J’ai eu l’honneur d’ouvrir la conférence finale européenne organisée par l’Ecole Nationale de la Magistrature sur le thème de « la réponse judiciaire au terrorisme au regard de la charte des droits fondamentaux de l’Union Européenne » qui s’est tenue les 12 et 13 avril à l’Assemblée Nationale.
Cette conférence a réuni 200 magistrats européens pour aborder la question complexe de la lutte contre la menace terroriste et le respect des droits fondamentaux.
En introduction de cet évènement inédit, j’ai notamment rappelé les tragiques évènements qui ont frappé les peuples européens, le cadre juridique posé par la France pour doter les forces de renseignements, de sécurité et le pouvoir judicaire d’outils efficaces et respectueux des libertés individuelles :
“Face à cette situation, les réponses de nos états de droit doivent être fortes et proportionnées, mesurées entre une absolue nécessité de lutter pour assurer la sécurité de nos concitoyens, tout autant que garantir le parfait exercice des libertés collectives et individuelles.
C’est dans cette ambition que le pouvoir judiciaire prend, plus que jamais, toute sa place.
Mais elle s’exerce dans un cadre de fortes contradictions, tout particulièrement ressenties ici, au siège de la représentation nationale.
S’y rajoutent, dans cette période, en France, les risques non négligeables d’amalgame avec le droit d’asile et l’immigration, tout autant que de stigmatisation de communautés, de races, de religions…autant de facteurs aptes à alimenter les populismes les fausses réponses.
La France, dans ce contexte, a cherché le meilleur équilibre possible entre efficacité de la lutte contre le terrorisme et préservation absolue de l’état de droit, des libertés individuelles. Elle s’est appuyée, bien évidemment, sur sa loi fondamentale et son contrôle constitutionnel, mais s’est attachée à la conformité au droit international et de l’Union Européenne, en particulier à celui de la convention européenne des droits de l’homme.
C’est ainsi que l’état d’urgence a été décrété au lendemain des attentats du Bataclan. Il s’agissait de répondre à une sidération nationale, de rassurer une population meurtrie, de donner immédiatement, à nos forces de renseignement et de sécurité, des moyens renforcés d’action.

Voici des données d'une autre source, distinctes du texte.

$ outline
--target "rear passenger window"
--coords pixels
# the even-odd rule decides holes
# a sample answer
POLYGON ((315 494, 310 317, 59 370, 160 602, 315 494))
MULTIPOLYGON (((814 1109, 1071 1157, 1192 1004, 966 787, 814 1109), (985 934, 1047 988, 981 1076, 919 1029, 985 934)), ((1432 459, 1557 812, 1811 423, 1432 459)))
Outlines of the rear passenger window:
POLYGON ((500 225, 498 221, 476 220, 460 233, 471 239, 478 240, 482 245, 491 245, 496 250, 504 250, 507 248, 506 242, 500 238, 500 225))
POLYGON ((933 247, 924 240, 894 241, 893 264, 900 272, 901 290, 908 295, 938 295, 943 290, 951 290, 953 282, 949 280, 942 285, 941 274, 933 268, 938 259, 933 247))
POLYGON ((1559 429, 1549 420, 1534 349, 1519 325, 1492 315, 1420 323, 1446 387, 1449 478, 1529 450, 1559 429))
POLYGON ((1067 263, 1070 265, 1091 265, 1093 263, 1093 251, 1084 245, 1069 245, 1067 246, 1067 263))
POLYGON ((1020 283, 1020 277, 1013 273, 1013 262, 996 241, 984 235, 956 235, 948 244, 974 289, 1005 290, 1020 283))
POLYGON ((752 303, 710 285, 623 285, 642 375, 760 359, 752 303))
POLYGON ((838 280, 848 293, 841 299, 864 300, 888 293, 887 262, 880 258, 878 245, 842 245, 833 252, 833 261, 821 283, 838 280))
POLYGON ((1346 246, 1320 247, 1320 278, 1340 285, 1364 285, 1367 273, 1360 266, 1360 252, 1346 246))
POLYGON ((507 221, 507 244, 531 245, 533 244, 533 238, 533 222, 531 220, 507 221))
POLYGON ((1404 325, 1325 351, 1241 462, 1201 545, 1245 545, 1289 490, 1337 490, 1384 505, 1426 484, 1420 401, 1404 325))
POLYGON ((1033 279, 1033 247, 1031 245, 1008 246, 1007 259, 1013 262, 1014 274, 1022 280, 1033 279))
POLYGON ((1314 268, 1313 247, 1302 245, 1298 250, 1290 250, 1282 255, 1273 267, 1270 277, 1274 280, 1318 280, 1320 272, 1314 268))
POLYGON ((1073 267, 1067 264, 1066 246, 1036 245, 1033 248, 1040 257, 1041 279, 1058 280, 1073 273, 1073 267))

Cet état d’urgence, inspiré d’une loi de 1955 régulièrement améliorée et adaptée aux circonstances nouvelles, a été prorogé à 6 reprises pendant une durée de 2 ans.
Il n’était pas question, à cet égard, de maintenir plus longtemps, notre état de droit dans une situation d’exception. Il y a donc été mis fin
Mais parce qu’il n’était pas, non plus, envisageable de ne pas tirer les conséquences de la situation de danger dans laquelle nous nous trouvons, une loi du 30 octobre 2017 est venue transférer dans notre droit commun quelques dispositions (en fait, au principal 4, les périmètres de protection, le contrôle des lieux de cultes, les mesures de surveillance individuelles, les visites et saisies) renforçant notre arsenal juridique de lutte.
Ces mesures font pleinement appel au contrôle du juge, au premier rang desquels le juge judiciaire, garant des libertés individuelles mais n’excluent pas, non plus, le rôle du juge administratif, lui aussi protecteur des libertés fondamentales.
C’est, me semble-t-il, tout l’intérêt de votre conférence finale. Celui de mesurer la portée de l’action de justice dans ce contexte précis tout autant que dans ses perspectives de long terme, d’en confronter le cadre aux droits fondamentaux de l’union européenne, d’aider les pouvoirs nationaux à apporter des réponses efficaces, coordonnées et garantes de l’état de droit, des libertés fondamentales auxquelles nous sommes tellement attachées ».
Deux jours d’échanges nourris qui se sont conclus par table ronde d’exception réunissant 4 des plus importants Procureurs européens anti-terroristes, Jesus ALONSO pour l’Espagne, Federico CAFIERO DE RAHO pour l’Italie, François MOLINS pour la France, et Frédéric VAN LEEUW pour la Belgique.